Brian, como idiotizado, miró las prendas que sostenía. Frunció el entrecejo. Se quedó inmóvil. Clive, con un gruñido de impaciencia, le quitó de las manos el jersey, sacó del aparador el amarillo y blanco y se lo tendió.
– No puedes estar con Quilter esta tarde, cariñín. Venga, coge tu equipo. Cámbiate en el pabellón deportivo. Hay unos cuantos pavos esperando recibir una paliza. Ya no queda tiempo para preocuparse por ellos. Con un palo de hockey en la mano soy la hostia. ¿No te lo había dicho? Ion y Mopsus son los pecadores, y van a recibir su castigo, al estilo Pritchard -Clive hizo ademán de patear las espinillas de Brian.
Brian fingió una mueca de dolor y sonrió.
– Vamos a ello -dijo, y permitió que Clive le sacara a rastras de la habitación.
Lynley les vio marchar.

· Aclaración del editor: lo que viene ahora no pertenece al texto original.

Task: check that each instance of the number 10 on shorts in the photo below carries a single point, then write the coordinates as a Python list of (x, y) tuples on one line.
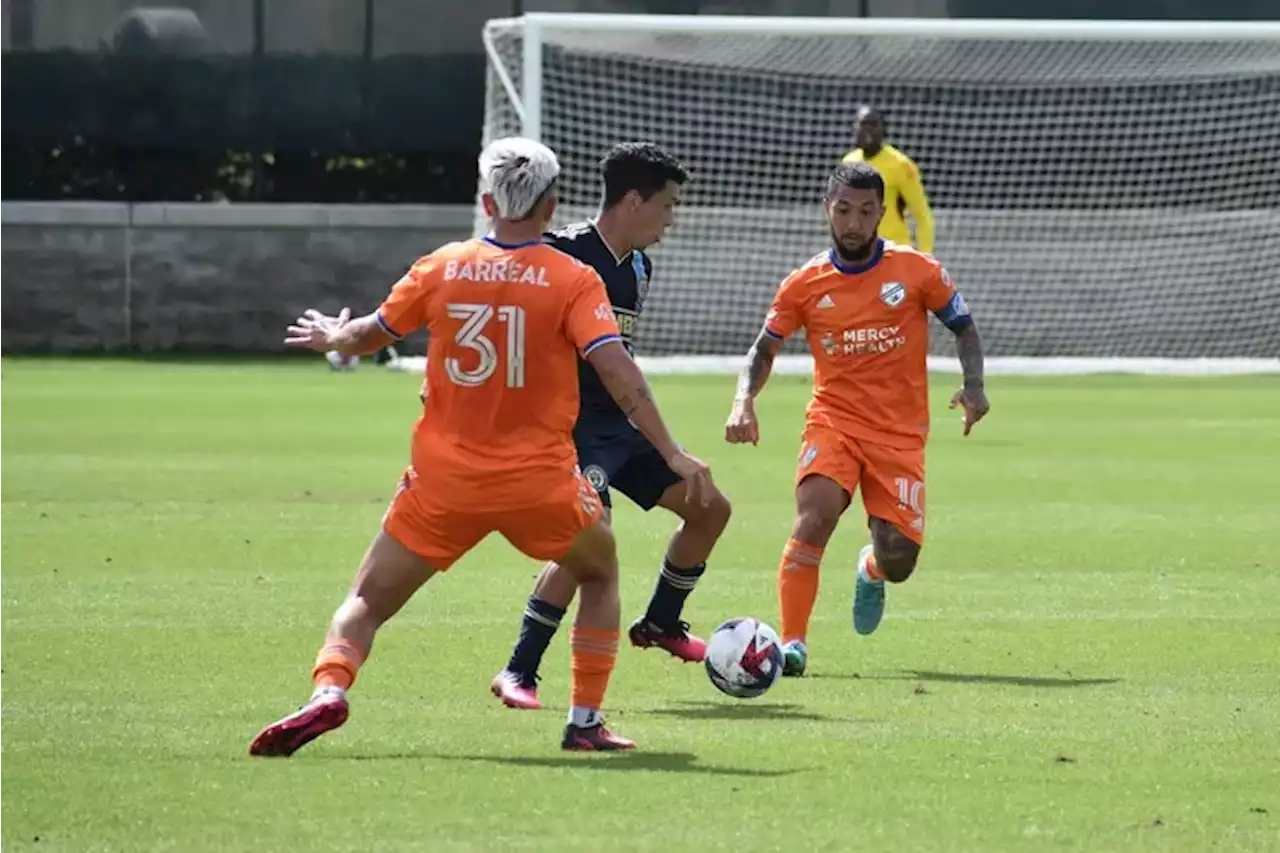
[(909, 493)]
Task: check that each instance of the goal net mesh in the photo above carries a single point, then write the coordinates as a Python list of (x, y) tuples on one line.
[(1092, 199)]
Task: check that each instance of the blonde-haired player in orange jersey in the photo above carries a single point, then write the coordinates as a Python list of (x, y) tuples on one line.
[(507, 318), (864, 305)]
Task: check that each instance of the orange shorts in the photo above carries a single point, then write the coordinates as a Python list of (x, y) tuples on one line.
[(424, 521), (890, 478)]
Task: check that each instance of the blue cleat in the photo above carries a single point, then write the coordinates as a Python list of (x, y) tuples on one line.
[(795, 658), (868, 597)]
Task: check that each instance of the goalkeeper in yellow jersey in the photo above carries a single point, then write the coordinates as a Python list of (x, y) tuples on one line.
[(904, 191)]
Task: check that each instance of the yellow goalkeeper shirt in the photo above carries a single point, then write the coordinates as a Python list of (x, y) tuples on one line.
[(904, 192)]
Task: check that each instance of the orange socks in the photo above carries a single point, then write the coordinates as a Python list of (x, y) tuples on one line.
[(592, 656), (337, 664), (872, 570), (798, 587)]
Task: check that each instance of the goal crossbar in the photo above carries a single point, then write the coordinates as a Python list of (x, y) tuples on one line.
[(1100, 188), (967, 28)]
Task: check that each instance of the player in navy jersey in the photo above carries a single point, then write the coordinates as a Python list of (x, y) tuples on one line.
[(641, 188)]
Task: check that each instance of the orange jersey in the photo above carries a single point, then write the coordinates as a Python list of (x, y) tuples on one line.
[(506, 324), (868, 331)]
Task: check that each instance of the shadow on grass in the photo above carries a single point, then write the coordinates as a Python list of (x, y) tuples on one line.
[(982, 678), (658, 762), (739, 710)]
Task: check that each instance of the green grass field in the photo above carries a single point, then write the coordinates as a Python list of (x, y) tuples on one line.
[(1087, 658)]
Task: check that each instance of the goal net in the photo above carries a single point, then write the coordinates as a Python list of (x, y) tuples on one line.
[(1106, 194)]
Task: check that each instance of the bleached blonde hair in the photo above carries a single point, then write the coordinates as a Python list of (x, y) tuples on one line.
[(517, 172)]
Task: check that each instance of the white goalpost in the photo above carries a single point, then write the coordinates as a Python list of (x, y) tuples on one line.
[(1106, 194)]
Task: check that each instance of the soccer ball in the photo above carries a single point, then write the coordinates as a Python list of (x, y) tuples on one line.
[(744, 657)]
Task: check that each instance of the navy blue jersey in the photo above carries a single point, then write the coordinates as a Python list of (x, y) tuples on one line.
[(627, 282)]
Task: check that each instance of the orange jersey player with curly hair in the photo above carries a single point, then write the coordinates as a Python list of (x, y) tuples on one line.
[(864, 306)]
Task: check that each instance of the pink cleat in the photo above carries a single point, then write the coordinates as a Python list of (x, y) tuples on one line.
[(516, 692), (676, 642), (324, 712)]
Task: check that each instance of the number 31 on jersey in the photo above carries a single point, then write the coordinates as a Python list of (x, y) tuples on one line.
[(474, 336)]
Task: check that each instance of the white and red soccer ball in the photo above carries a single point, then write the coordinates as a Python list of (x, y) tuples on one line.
[(744, 657)]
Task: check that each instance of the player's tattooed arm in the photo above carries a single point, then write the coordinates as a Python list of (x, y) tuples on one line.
[(759, 365), (969, 352), (972, 396), (741, 427)]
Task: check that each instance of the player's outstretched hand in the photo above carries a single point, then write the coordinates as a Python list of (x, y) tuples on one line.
[(696, 474), (974, 404), (741, 425), (315, 331)]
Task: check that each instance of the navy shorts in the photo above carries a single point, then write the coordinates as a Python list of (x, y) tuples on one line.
[(622, 459)]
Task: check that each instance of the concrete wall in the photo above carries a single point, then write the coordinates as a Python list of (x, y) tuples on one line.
[(149, 278), (106, 277)]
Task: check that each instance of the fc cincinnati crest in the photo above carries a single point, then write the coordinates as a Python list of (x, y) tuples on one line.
[(892, 293), (597, 477)]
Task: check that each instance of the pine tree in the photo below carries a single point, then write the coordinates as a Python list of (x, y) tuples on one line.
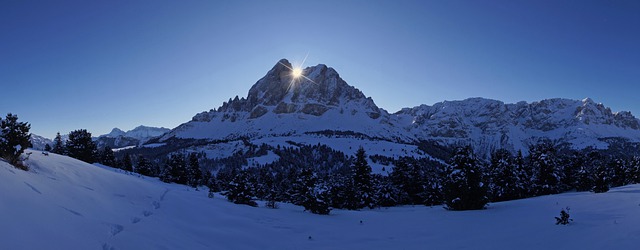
[(408, 178), (601, 179), (14, 139), (81, 146), (634, 170), (127, 163), (504, 177), (543, 160), (306, 193), (175, 170), (240, 191), (194, 174), (463, 187), (619, 172), (362, 181), (387, 193), (524, 176), (107, 157), (144, 167), (58, 145)]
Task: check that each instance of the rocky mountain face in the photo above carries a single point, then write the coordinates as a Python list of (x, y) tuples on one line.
[(280, 104), (490, 124), (137, 136), (321, 106)]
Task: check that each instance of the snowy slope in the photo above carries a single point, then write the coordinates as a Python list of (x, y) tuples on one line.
[(280, 108), (489, 124), (39, 142), (67, 204)]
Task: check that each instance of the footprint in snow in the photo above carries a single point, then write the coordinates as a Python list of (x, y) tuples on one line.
[(135, 220), (106, 246), (33, 188), (115, 229), (72, 211)]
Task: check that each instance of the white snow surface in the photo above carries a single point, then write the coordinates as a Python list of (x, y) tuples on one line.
[(63, 203)]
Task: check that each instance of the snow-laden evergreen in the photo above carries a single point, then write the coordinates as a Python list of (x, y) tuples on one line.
[(63, 203)]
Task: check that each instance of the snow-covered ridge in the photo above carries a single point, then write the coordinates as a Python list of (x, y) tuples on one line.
[(490, 124), (137, 136), (140, 132)]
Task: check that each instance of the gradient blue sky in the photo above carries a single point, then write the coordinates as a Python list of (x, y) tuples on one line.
[(66, 65)]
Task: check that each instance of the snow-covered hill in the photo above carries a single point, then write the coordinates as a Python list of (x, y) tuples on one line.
[(39, 142), (63, 203), (321, 108)]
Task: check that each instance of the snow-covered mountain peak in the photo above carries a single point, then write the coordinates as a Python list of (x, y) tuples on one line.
[(118, 138), (115, 132), (317, 91)]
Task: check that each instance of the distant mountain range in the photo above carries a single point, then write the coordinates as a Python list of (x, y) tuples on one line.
[(323, 109), (115, 139), (137, 136)]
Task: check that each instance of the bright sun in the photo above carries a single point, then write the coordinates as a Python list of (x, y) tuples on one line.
[(296, 72)]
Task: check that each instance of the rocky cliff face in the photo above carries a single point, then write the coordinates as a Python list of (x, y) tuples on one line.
[(281, 105), (490, 124), (320, 90)]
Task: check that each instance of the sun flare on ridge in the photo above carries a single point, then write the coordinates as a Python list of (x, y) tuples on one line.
[(296, 72)]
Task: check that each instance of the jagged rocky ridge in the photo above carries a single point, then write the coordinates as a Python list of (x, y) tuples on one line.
[(137, 136), (280, 106)]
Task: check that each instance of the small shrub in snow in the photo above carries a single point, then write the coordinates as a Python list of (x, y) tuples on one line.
[(564, 217)]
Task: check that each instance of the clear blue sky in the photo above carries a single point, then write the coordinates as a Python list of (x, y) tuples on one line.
[(66, 65)]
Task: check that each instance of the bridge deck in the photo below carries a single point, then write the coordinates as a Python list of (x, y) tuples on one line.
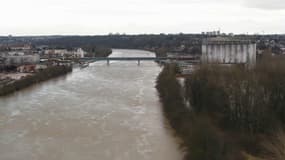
[(138, 58)]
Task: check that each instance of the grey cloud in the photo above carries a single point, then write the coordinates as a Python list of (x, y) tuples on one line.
[(266, 4)]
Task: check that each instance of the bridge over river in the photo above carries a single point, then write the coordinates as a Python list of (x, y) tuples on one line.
[(139, 59), (97, 113)]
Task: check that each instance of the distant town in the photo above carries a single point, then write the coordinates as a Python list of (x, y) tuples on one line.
[(24, 56)]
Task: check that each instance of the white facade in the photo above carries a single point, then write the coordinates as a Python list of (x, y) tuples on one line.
[(25, 59), (229, 52)]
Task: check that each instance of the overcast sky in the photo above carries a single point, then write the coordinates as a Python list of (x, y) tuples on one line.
[(90, 17)]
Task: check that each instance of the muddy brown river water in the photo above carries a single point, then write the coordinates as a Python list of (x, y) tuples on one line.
[(96, 113)]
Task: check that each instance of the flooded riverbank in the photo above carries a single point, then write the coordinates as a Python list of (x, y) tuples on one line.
[(98, 112)]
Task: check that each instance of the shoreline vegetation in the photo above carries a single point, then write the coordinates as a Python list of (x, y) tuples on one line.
[(44, 75), (227, 112)]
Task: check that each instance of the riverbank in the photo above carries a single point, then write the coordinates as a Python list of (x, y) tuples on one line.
[(229, 113), (46, 74)]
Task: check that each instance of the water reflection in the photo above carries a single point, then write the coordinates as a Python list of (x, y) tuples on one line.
[(98, 112)]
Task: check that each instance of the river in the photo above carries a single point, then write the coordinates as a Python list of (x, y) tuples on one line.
[(96, 113)]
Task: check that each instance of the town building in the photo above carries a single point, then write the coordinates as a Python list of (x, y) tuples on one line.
[(224, 50)]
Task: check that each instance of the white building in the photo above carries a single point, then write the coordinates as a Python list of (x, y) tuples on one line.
[(22, 59), (228, 51)]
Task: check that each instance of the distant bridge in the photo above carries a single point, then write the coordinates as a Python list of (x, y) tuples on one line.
[(139, 59)]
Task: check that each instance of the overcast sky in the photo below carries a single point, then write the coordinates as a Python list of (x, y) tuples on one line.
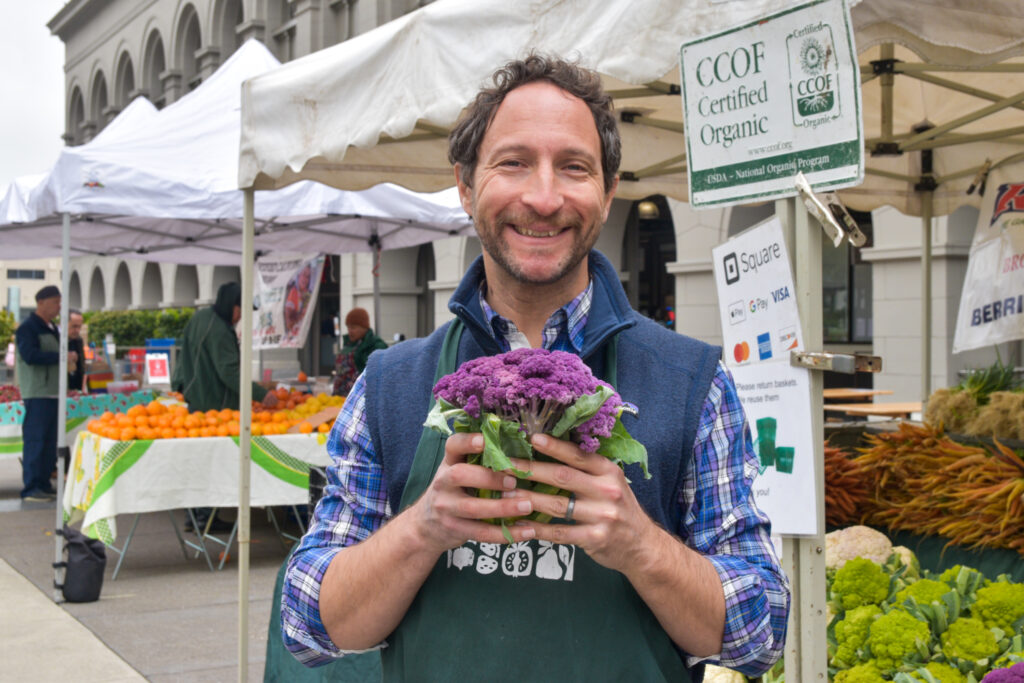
[(32, 81)]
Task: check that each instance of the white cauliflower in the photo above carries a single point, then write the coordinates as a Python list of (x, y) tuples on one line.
[(715, 674), (846, 544)]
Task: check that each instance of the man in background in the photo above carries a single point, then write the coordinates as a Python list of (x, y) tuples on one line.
[(76, 370), (38, 344)]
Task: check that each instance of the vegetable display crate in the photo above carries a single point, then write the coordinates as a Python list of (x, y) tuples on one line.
[(80, 409)]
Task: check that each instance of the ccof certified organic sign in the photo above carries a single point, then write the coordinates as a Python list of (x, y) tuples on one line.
[(771, 98)]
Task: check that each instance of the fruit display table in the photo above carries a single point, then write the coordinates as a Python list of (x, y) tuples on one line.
[(80, 409), (110, 477)]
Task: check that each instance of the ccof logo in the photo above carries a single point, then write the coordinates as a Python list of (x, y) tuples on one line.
[(731, 265), (741, 352)]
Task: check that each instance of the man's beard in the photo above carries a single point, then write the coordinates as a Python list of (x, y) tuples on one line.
[(493, 241)]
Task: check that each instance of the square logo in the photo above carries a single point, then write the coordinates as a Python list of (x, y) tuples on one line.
[(737, 312), (731, 268), (764, 346)]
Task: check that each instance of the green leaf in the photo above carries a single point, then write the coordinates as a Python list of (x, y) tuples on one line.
[(584, 409), (514, 441), (437, 421), (623, 449), (494, 458)]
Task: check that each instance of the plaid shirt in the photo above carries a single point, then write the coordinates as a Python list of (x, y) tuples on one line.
[(721, 520)]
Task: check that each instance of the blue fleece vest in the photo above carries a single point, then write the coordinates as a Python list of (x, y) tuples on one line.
[(666, 375)]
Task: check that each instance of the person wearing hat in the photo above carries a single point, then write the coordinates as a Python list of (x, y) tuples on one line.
[(208, 373), (38, 346), (356, 346)]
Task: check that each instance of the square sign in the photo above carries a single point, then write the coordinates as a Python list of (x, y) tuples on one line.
[(770, 98)]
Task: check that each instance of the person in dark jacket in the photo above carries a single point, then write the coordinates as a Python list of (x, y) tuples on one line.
[(76, 370), (356, 346), (207, 371), (38, 344)]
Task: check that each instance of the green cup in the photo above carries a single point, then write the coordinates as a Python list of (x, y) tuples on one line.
[(766, 440), (783, 459)]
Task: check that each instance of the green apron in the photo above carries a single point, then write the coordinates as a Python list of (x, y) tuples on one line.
[(526, 611)]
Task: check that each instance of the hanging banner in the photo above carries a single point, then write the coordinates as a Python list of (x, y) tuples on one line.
[(991, 309), (771, 98), (760, 328), (287, 286)]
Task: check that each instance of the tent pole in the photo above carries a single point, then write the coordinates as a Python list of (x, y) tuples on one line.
[(245, 424), (926, 296), (376, 243), (803, 557), (61, 401)]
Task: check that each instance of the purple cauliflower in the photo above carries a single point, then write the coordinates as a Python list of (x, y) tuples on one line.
[(534, 388), (1013, 674)]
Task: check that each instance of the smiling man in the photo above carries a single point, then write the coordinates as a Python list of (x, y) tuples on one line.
[(635, 581)]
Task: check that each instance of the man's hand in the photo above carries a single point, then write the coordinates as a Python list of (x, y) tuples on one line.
[(610, 524), (446, 515)]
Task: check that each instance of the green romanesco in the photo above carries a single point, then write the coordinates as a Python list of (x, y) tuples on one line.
[(862, 673), (924, 592), (851, 634), (967, 638), (942, 673), (999, 604), (860, 582), (894, 636)]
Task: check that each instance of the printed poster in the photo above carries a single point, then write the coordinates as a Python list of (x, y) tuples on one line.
[(768, 99), (760, 328), (286, 286), (991, 309)]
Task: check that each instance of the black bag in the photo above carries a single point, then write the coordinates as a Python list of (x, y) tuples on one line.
[(86, 560)]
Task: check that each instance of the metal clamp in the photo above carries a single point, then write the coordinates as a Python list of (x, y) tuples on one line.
[(837, 363)]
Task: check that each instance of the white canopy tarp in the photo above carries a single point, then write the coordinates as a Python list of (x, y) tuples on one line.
[(378, 107), (162, 185)]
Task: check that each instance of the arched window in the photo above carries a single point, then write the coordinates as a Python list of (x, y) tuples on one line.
[(124, 84), (188, 42), (227, 16), (155, 65), (97, 100), (76, 117)]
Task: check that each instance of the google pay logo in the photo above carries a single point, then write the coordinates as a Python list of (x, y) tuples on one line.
[(731, 268)]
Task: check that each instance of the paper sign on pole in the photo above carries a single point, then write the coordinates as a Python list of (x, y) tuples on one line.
[(760, 328), (769, 98), (157, 371), (991, 309), (287, 286)]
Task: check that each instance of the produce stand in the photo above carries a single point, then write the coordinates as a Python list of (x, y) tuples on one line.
[(80, 409), (110, 477), (934, 552)]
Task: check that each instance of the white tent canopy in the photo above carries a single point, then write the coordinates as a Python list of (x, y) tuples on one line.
[(324, 118), (162, 185)]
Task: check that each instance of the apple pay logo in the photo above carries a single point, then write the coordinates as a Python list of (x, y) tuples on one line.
[(731, 268), (737, 312)]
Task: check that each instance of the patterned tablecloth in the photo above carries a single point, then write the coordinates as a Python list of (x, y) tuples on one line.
[(80, 409), (111, 477)]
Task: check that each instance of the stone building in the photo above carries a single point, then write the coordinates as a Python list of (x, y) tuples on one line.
[(118, 49)]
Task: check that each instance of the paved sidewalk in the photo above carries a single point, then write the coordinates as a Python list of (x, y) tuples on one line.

No pasó por alto el hecho de que ninguno de los dos le miró a los ojos cuando se fueron.
Capítulo 9
– Repasemos lo que tenemos -dijo Lynley.
En respuesta, la sargento Havers encendió un cigarrillo, se acomodó en su silla y cogió la tónica Schweppes que tenía frente a ella.
Se encontraban en el bar público La Espada y la Jarretera, una pequeña y estrecha taberna de Cissbury, un pueblecito situado a un kilómetro de Bredgar Chambers, al que se accedía mediante una angosta carretera vecinal. La Espada y la Jarretera ya había demostrado ser una elección inspirada para mantener una charla, antes de volver a Londres. Considerando su cercanía al colegio, Lynley había enseñado al dueño la foto de Matthew Whateley, sin esperar que le reconociera. Por eso, se quedó algo sorprendido cuando el hombre asintió con la cabeza.